The success was their first at home against the Australians since 1970, although South Africa have claimed test series wins on their last three tours Down Under.
The victory was secured with their biggest ever win by runs in tests, a 492-run humiliation of a scandal-hit Australia at the Wanderers.
In what could be a watershed series, they have also caused a change in the way Australia will play their cricket in the future following the ball-tampering furore for which this series will long be remembered.
“This means a lot to us,” South Africa captain Faf du Plessis told reporters. “And I believe this is the best we have been right through a series. Credit to everyone that played their part, at various times a lot of guys put their hands up.”
South Africa’s dominance was built on their batsmen scoring five centuries to none for Australia while their bowlers took all 80 wickets available.
“When you play against Australia you can’t ask for spicy wickets because their bowling attack is too good,” Du Plessis said.
“In the first three tests there was reverse swing with incredible skill and pace that we had to front up to. This last test match there was a lot of seam movement.”
South Africa also handled the pressure moments better than their visitors, though Du Plessis admits the controversy from one test to the next took its toll.
“This series has been different to others because of all the stuff that was going on behind the scenes. Mentally, it does chip away at you. I felt before this test that our team was mentally flat and that was because there was a lot happening off the field.
“It was new for a lot of guys, who could see just how draining test cricket is.” Du Plessis added that while the team was sad to see the international retirement of stalwart seamer Morne Morkel, he feels their bowling stocks look good going forward.
“There is good depth to our squad now. We are losing a big player in Morne, but I do think there are players who can step up and fill that role,” the captain said.
“You can see how much it means to him though, we have given him probably five or six send-offs this test match already.
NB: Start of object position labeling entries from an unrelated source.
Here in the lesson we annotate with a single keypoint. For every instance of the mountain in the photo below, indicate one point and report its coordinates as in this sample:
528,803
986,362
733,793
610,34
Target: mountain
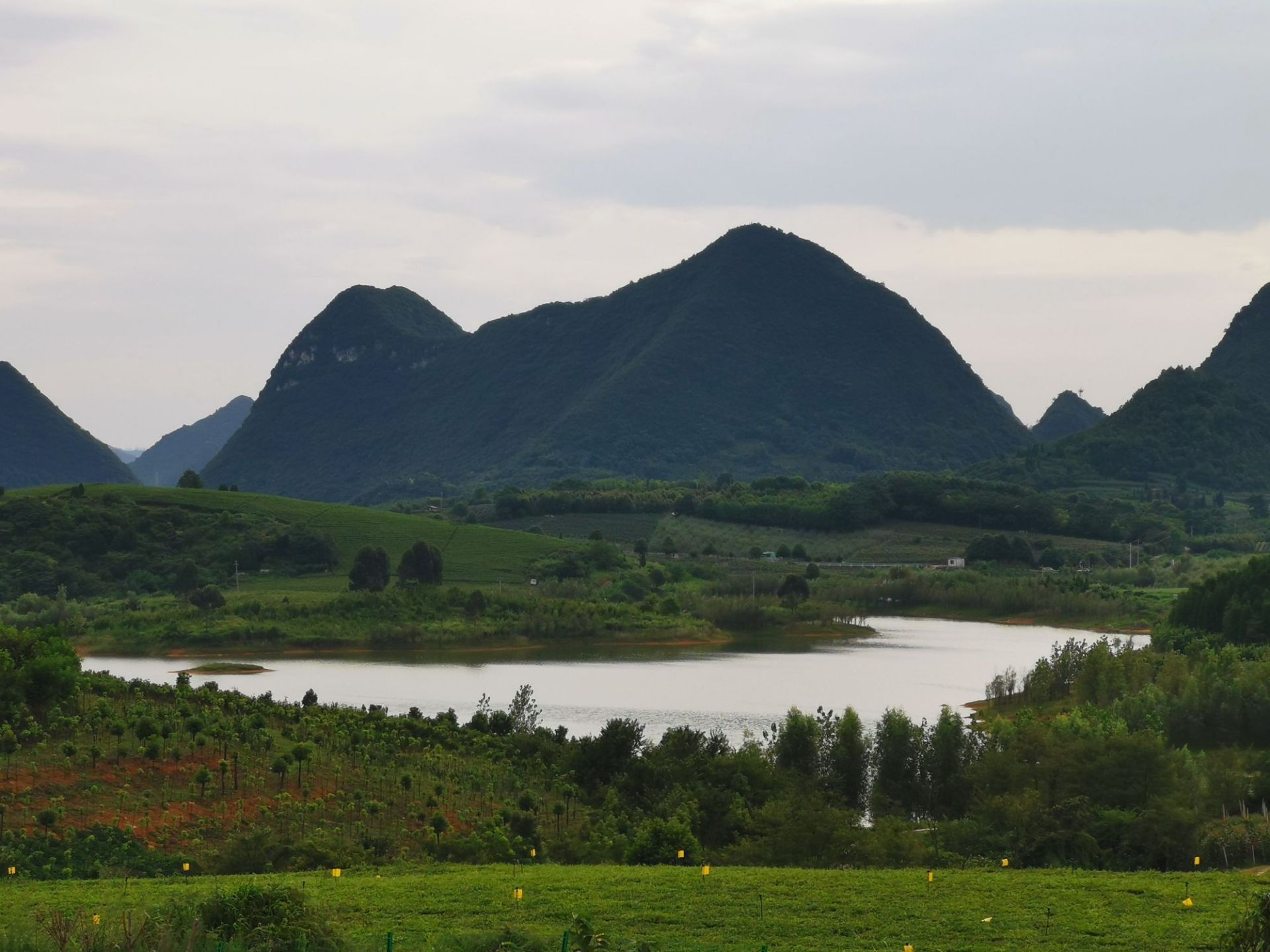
762,353
1185,423
190,447
1068,414
40,444
1244,353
He is a really special guy on and off the field. He lives for the team. Young guys like ‘KG’ (Rabada) would have learnt a lot from his work ethic.”
Du Plessis would also not be drawn on the future of other senior players, such as Hashim Amla, AB de Villiers and even himself.
“All of us are in the same boat, we are just taking it series by series. If the hunger is still there then I will try and push it as long as I can.”